In its latest Asia Bond Monitor, the ADB, which has headquarters in Manila, reported the region's local currency bond markets grew by more than 12 percent in 2012.
Emerging East Asia includes mainland China, Hong Kong, Indonesia, South Korea, Malaysia, the Philippines, Singapore, Thailand and Vietnam.
"Emerging East Asia is much more resilient than it used to be but governments still need to be careful that the surge in capital inflows doesn't fuel excessive rises in asset prices and that they are prepared for a possible reversal in the flows when the economies of the U.S. and Europe pick up again," said Thiam Hee Ng, senior economist in ADB's Office of Regional Economic Integration.
At the end of last year, the emerging East Asia region had $6.5 trillion in outstanding local currency bonds, up from $5.7 trillion at the end of 2011. The corporate markets, while smaller than the government bond markets, drove the increase, growing 18.6 percent year-on-year, the bank said.

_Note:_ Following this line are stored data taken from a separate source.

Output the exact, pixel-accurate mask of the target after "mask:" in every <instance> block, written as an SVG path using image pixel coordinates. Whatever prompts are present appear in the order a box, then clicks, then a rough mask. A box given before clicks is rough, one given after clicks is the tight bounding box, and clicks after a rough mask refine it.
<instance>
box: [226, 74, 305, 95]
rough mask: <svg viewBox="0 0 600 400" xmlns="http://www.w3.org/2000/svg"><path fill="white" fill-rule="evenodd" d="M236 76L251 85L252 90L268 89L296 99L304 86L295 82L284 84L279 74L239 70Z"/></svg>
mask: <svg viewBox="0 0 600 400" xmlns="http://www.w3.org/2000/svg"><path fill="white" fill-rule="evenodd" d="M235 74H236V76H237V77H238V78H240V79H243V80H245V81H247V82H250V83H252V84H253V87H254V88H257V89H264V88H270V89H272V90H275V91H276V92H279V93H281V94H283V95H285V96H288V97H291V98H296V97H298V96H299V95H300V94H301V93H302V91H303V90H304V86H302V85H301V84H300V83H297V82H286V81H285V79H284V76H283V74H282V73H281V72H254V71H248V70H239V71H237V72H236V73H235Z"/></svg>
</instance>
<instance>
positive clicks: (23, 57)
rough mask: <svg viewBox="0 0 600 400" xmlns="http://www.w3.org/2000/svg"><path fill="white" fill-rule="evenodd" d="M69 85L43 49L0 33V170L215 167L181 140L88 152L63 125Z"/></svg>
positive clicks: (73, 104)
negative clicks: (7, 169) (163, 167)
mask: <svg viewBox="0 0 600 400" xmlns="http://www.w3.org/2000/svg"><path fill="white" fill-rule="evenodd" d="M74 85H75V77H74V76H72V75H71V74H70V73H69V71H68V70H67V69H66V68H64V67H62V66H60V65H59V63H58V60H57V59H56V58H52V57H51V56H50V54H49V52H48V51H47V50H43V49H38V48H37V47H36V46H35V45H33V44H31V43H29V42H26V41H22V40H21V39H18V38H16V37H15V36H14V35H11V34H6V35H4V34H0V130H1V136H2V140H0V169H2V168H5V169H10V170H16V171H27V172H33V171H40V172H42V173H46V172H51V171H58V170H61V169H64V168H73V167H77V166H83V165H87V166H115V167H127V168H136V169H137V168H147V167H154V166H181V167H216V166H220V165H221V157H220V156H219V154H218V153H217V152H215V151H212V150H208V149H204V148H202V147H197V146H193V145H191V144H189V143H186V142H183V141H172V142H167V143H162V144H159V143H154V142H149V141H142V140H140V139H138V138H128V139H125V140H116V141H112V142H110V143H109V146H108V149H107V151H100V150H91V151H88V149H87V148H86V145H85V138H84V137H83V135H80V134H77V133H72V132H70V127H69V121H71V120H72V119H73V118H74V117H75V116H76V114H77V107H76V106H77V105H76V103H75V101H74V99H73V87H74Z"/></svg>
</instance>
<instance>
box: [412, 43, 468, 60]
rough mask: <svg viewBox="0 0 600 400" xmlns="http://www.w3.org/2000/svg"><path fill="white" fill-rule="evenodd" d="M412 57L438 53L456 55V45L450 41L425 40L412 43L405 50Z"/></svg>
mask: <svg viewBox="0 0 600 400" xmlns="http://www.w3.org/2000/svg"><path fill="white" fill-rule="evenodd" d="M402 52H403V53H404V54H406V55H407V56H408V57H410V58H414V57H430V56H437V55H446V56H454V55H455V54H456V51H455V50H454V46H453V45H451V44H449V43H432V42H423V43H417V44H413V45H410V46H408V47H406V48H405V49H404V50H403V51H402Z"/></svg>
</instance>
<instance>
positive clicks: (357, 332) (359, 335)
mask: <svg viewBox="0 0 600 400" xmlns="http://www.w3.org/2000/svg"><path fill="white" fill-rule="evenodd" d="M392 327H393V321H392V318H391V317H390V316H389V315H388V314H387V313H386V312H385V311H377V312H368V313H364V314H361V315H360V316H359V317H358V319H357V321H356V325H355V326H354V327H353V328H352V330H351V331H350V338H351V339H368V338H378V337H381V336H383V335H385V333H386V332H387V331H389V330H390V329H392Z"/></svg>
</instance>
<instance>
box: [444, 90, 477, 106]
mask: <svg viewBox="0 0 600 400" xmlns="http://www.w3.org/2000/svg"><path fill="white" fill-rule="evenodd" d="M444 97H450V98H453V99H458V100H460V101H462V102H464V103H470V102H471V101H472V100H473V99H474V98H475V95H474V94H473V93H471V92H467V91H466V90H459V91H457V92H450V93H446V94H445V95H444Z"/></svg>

The bank said while investors have been favoring emerging East Asia since the early 1990s, their money flows have jumped in recent years because of low interest rates and slow or negative economic growth in developed economies. Additionally, emerging East Asia has enjoyed high growth rates and appreciating currencies.
The report said investments are increasingly flowing from overseas, with foreign ownership in most emerging East Asia local currency bond markets increasing in the second half of 2012.
The fastest-growing bond market in the region last year was Vietnam, up 42.7 percent from 2011, largely due to a rapid expansion in the country's government bond market. The Philippine market grew 20.5 percent and Malaysian market grew 19.9 percent.